There are both good and bad news for those worried about predicted job losses in India’s IT sector. First the bad news: A report by US-based research firm HfS Research says around 7 lakh low skilled workers in IT/BPO industry in India are expected to lose their jobs to automation and artificial intelligence by 2022. The report says a rise in adoption of automation and artificial intelligence would lead to a fall in the number of low skilled workers in India’s IT and BPO service sectors from 2.4 million in 2016 to 1.7 million in 2022.
However, there is nothing to be worried about for medium and high-skilled workers. The good news is that the report predicts a significant rise in medium and high skilled jobs in India by 2022. According to HfS Research, the number of medium skilled jobs in IT/BPO industry are expected to rise from 900,000 to 1 million by 2022. Similarly, the number of high skilled jobs may rise to 510,000 in 2022 from 320,000 in 2016.

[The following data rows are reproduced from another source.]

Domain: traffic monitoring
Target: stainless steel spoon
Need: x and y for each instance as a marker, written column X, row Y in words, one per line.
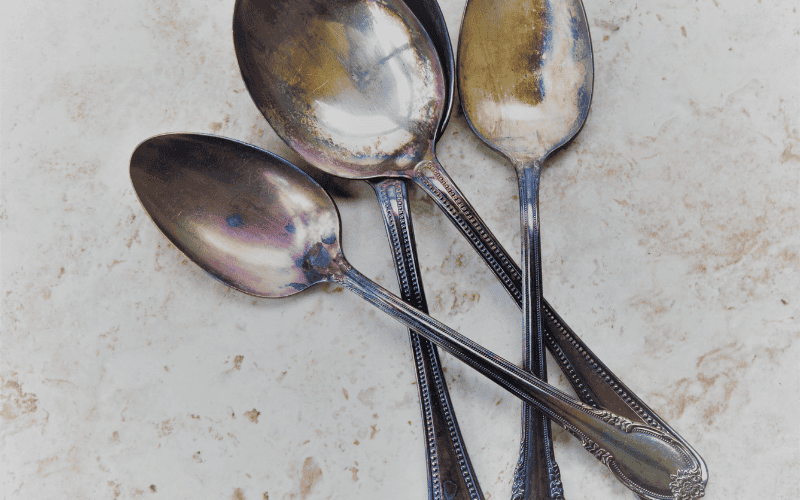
column 450, row 472
column 525, row 91
column 354, row 87
column 262, row 226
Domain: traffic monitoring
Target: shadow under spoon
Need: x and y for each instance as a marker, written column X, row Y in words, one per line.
column 264, row 227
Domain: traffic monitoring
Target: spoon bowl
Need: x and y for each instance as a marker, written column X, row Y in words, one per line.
column 246, row 216
column 355, row 87
column 525, row 89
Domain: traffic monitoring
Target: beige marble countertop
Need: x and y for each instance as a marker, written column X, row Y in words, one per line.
column 671, row 243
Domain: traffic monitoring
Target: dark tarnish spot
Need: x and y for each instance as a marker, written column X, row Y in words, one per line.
column 234, row 220
column 320, row 258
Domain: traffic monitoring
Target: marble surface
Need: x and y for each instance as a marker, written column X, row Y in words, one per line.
column 671, row 243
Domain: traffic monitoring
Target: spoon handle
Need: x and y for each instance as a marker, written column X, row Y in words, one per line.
column 591, row 379
column 537, row 476
column 647, row 460
column 450, row 472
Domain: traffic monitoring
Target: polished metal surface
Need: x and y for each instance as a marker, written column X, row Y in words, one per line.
column 215, row 198
column 254, row 46
column 525, row 90
column 450, row 472
column 247, row 217
column 373, row 70
column 355, row 87
column 429, row 14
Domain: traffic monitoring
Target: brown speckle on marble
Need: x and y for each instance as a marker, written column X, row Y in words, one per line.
column 15, row 403
column 367, row 397
column 165, row 428
column 252, row 415
column 312, row 475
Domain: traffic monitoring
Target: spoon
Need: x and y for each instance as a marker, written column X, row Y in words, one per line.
column 335, row 82
column 262, row 226
column 525, row 91
column 450, row 472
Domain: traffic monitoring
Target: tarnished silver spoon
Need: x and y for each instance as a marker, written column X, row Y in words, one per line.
column 525, row 91
column 262, row 226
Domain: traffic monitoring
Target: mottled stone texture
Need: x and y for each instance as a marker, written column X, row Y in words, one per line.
column 671, row 243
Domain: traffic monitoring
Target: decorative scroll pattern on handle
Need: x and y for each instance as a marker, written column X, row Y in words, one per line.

The prediction for IT and BPO/Jobs in India are in line with the global trends. Across the world, increasing adoption of automation and artificial intelligence is predicted to kill around 31% low skilled jobs in this sector, while the medium skill jobs may rise by 13 per cent and high skill jobs by 57 per cent. Globally, the adoption of automation and artificial technology are predicted to lead to a 7.5% fall in jobs, majorly hitting countries like India, the US and the UK
Now the Big question: How to survive amid the changing jobs scenario in IT/BPO sector? Only answer to this is that you will have to improve your skills, or shift to other lucrative sectors, if your skill set doesn’t conform to medium or high skill criteria demanded by IT/BPO sector.
The HfS Research says that Robotic Process Automation (RPA) has accelerated the elimination of routine jobs in the sector. However, you still have at least five years to improve your skills in this highly competitive sector, as the report says, “the next five years we can manage, it’s the five after that when the impact on labour becomes much more challenging.”